Haseena Parkar movie review: Not Shraddha, Siddhanth is the real takeaway from this partly effective biopic

Directed By: Apoorva Lakhia
Produced By: Nahid Khan
Cast: Shraddha Kapoor, Siddhanth Kapoor
Duration: 2 hours 12 minutes
Bollywood Bubble Rating: 2.5/5

‘Doctor ka beta doctor banta hai. Gangster ka beta gangster. Aap ne aur aap ke bhai ne apne bete ke liye misaal hi kya rakhi thi? Aakhir option kya tha uske paas?’… the opposition’s lawyer interrogates Haseena in the courtroom. Haseena Parkar. A daughter, a sister, a wife, a mother. But after all, Dawood Ibrahim’s sister. A felony. A godsend. An identity, inescapable.

Why I chose to begin with that particular dialogue is because the underlying connotation behind those words is what commands ‘Haseena Parkar’ throughout; however, effective at parts, abortive at parts.

Apoorva Lakhia’s latest outing efforts to trace Haseena’s journey from being a middle-class family’s protected daughter to Mumbai’s onlyAapaamong manybhais.Haseena (Shraddha Kapoor) who was introduced to her brother’s (Siddhanth Kapoor) illegitimate deeds at a young age, initially reacted with dread.
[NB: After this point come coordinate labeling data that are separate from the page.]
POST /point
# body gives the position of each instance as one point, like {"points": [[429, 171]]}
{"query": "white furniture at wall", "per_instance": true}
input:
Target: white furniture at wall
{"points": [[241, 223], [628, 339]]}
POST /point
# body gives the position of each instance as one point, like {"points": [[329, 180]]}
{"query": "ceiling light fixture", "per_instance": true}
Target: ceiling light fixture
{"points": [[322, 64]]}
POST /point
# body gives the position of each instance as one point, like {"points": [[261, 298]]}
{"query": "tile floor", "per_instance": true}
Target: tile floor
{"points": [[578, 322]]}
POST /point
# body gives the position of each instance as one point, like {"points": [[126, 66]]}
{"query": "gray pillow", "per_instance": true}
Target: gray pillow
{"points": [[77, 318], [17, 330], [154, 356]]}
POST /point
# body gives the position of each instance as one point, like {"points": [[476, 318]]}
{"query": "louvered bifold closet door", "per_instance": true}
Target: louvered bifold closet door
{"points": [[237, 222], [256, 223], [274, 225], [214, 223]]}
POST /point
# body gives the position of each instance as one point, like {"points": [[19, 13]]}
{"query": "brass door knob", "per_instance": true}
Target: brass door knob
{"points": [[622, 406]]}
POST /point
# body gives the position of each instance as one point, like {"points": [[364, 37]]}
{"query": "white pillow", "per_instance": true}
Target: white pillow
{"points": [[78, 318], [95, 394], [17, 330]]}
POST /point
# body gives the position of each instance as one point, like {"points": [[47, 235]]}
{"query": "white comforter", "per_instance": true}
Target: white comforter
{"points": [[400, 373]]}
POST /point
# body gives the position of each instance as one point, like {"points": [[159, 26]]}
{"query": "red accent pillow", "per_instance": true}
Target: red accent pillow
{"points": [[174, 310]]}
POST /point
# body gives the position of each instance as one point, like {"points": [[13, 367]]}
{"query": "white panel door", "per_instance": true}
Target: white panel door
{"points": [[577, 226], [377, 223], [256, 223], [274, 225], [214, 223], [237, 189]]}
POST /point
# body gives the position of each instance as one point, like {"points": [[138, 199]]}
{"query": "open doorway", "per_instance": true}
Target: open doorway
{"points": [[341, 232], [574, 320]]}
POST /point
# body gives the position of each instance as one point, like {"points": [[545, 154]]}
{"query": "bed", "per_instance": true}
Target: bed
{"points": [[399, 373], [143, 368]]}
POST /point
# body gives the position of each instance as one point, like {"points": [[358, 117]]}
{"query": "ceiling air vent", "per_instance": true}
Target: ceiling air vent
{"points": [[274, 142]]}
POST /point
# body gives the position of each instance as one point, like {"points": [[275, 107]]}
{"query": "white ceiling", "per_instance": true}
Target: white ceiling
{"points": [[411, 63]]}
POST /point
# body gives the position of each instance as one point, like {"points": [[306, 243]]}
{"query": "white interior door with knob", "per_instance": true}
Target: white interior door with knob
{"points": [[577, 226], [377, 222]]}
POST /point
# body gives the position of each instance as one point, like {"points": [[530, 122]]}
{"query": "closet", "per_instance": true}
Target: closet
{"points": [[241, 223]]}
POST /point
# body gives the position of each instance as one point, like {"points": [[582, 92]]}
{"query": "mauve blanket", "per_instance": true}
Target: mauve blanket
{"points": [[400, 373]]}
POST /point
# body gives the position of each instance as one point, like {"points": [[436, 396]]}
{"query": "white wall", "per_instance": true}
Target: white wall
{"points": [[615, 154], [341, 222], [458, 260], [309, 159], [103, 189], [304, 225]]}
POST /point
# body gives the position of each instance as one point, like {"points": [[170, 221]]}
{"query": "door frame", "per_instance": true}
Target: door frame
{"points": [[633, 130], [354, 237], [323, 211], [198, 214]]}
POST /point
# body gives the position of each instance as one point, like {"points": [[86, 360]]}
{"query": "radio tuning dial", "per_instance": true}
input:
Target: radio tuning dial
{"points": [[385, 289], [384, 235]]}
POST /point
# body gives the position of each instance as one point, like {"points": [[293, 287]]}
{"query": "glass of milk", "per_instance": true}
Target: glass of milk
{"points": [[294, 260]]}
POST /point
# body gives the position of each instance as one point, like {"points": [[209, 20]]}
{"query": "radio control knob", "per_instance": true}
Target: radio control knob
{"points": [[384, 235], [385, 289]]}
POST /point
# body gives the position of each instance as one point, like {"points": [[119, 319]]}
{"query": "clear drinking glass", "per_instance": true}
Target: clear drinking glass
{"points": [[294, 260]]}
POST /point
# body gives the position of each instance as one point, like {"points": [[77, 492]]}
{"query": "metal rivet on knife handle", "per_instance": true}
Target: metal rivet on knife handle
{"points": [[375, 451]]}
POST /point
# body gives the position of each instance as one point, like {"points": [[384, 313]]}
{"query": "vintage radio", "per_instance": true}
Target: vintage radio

But she is trapped in love throughout. As Dawood (mind you, the name isn’t mentioned even once in the film) becomes the country’s most wanted gangster from being another local goon, Haseena too keeps paying for an identity she didn’t choose. In the meantime, she has had her share of slices from life. She gets married to Ibrahim (Ankur Bhatia) and begins to dip into the bliss called love, only to be widowed after a few years. The crisis strikes real when being an apparent criminal’s sister takes away people she dearly loved – her husband, and a brother.

Served with a well-written screenplay by Suresh Nair that pretty much conveys Haseena’s secret sufferings, Shraddha’s character is the intriguing part about this film. Beyond a woman who arguably aided hundreds of women, you discover the sister whose belief on her brother was hardly shaken, till the time she breathed her last. What disappoints is Shraddha herself. She delivers her best and hasn’t been seen this full of efforts in any of her previous films. But the roughness of a woman who has once endured the most difficult phases, doesn’t show up. Shraddha, before she becomes Haseena aapa, is rather more expressive. Once naive to romantic affection, we like how she rises to another chapter of life. But inside the gloomy courtroom, as she essays Haseena in her 50s, Shraddha along with her prosthetics and fabricated dialogue delivery, is a turn-off.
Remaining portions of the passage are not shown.